The Commerce Department reports on U.S. wholesale inventories in January. The report will be released at 10 a.m. EDT Tuesday.

WEAK STOCKPILES: FactSet analysts believe that stockpiles held by wholesalers will decline 0.5 percent in January while economists surveyed by FactSet, a data firm, are looking for sales at the wholesale level to fall 0.4 percent.

In December, wholesale inventories rose a slight 0.1 percent, the slowest increase in 17 months after a modest gain of 0.2 percent in November.

Sales in December fell 0.4 percent after having either fallen or been unchanged for five consecutive months.

Economists believe the slowdown in restocking in recent months has been in reaction to the weakness in sales.
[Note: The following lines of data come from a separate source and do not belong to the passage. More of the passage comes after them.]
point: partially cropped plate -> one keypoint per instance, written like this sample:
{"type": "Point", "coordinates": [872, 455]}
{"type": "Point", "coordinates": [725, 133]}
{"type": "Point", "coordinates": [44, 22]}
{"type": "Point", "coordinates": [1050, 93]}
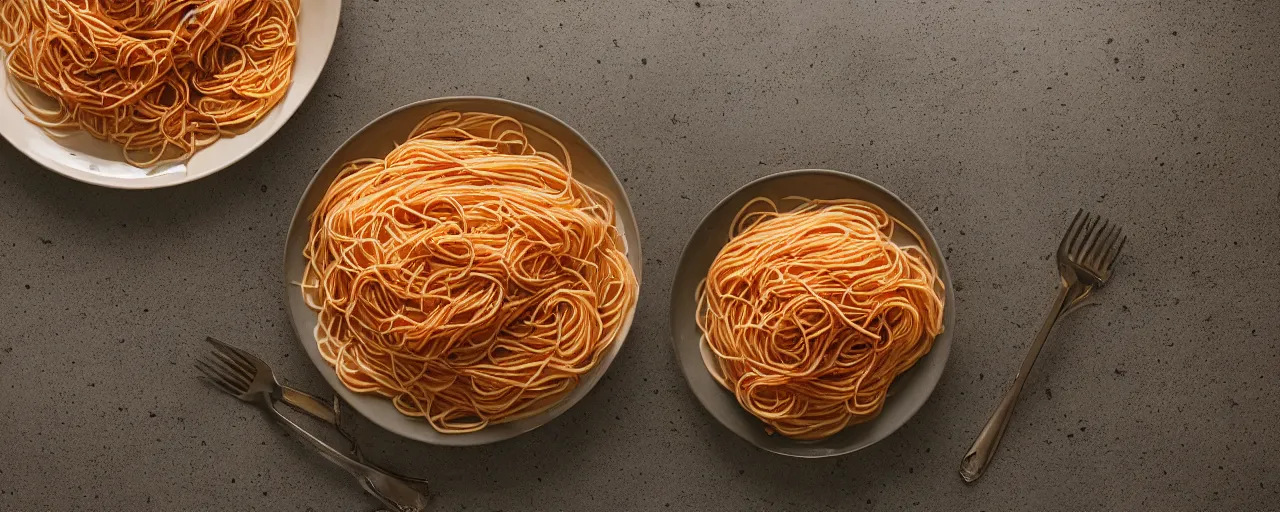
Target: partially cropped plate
{"type": "Point", "coordinates": [83, 158]}
{"type": "Point", "coordinates": [909, 391]}
{"type": "Point", "coordinates": [376, 140]}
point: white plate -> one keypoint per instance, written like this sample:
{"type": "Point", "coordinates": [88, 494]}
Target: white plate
{"type": "Point", "coordinates": [87, 159]}
{"type": "Point", "coordinates": [378, 138]}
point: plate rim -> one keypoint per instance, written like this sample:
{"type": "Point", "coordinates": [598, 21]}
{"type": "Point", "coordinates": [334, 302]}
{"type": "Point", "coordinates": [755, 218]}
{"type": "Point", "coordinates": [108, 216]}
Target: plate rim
{"type": "Point", "coordinates": [942, 350]}
{"type": "Point", "coordinates": [163, 181]}
{"type": "Point", "coordinates": [424, 433]}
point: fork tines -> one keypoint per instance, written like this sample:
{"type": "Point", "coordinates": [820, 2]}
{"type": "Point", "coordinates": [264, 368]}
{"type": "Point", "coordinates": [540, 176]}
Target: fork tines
{"type": "Point", "coordinates": [1088, 245]}
{"type": "Point", "coordinates": [227, 370]}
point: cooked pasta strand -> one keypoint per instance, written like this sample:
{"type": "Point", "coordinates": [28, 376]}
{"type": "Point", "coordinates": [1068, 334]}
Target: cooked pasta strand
{"type": "Point", "coordinates": [466, 275]}
{"type": "Point", "coordinates": [813, 312]}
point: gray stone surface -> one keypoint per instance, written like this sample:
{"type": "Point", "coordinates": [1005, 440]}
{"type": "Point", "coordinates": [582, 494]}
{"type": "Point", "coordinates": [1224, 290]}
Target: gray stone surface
{"type": "Point", "coordinates": [995, 119]}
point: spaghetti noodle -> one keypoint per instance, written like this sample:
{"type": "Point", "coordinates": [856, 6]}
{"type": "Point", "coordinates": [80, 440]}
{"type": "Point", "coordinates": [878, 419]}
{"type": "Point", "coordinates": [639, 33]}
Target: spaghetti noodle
{"type": "Point", "coordinates": [813, 312]}
{"type": "Point", "coordinates": [161, 78]}
{"type": "Point", "coordinates": [466, 275]}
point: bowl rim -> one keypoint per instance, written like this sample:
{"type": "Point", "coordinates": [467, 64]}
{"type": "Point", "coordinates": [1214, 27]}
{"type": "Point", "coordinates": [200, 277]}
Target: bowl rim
{"type": "Point", "coordinates": [941, 348]}
{"type": "Point", "coordinates": [425, 433]}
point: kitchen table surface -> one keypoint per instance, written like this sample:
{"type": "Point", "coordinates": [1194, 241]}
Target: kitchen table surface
{"type": "Point", "coordinates": [996, 120]}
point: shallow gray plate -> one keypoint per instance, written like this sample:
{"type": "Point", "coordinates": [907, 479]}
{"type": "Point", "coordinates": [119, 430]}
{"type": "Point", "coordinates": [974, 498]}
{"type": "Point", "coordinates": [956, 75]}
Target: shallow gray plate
{"type": "Point", "coordinates": [376, 140]}
{"type": "Point", "coordinates": [908, 392]}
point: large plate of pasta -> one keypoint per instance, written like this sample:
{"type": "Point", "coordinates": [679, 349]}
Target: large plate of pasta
{"type": "Point", "coordinates": [464, 269]}
{"type": "Point", "coordinates": [145, 95]}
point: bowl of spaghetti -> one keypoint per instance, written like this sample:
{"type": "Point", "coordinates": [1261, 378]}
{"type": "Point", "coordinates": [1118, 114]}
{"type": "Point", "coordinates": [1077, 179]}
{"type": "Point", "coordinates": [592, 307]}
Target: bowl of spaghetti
{"type": "Point", "coordinates": [464, 269]}
{"type": "Point", "coordinates": [144, 95]}
{"type": "Point", "coordinates": [812, 312]}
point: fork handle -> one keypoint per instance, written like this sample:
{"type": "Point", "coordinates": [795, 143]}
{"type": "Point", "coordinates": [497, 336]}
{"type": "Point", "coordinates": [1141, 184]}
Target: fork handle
{"type": "Point", "coordinates": [984, 447]}
{"type": "Point", "coordinates": [392, 492]}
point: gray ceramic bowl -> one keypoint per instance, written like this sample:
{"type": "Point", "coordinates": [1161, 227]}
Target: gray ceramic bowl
{"type": "Point", "coordinates": [376, 140]}
{"type": "Point", "coordinates": [909, 391]}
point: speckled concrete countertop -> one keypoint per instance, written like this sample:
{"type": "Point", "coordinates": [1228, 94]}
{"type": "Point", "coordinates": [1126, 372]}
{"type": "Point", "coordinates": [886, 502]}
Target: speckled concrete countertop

But analysts remain bullish that sales will rebound in 2015 and that businesses will respond by boosting their inventory rebuilding.

The economy added a solid 295,000 jobs in February, the 12th consecutive month of job gains above 200,000. It's the longest such stretch since 1994-95. The unemployment rate fell to a seven-year low of 5.5 percent but that improvement came primarily from people dropping out of the labor market, an indication that the job market has still not fully healed from the deep recession of 2007-2009.

But analysts believe with the solid gains that have been made in employment, consumer spending, which accounts for 70 percent of economic activity, should strengthen further in 2015 and this will help propel the economy to growth above 3 percent, the strongest annual growth in a decade.

For the fourth quarter, the economy slowed to growth of just 2.2 percent, even slower than the government's initial estimate of 2.6 percent growth in the October-December period. Much of the downward revision reflected slower growth in inventories that the government had initially estimated.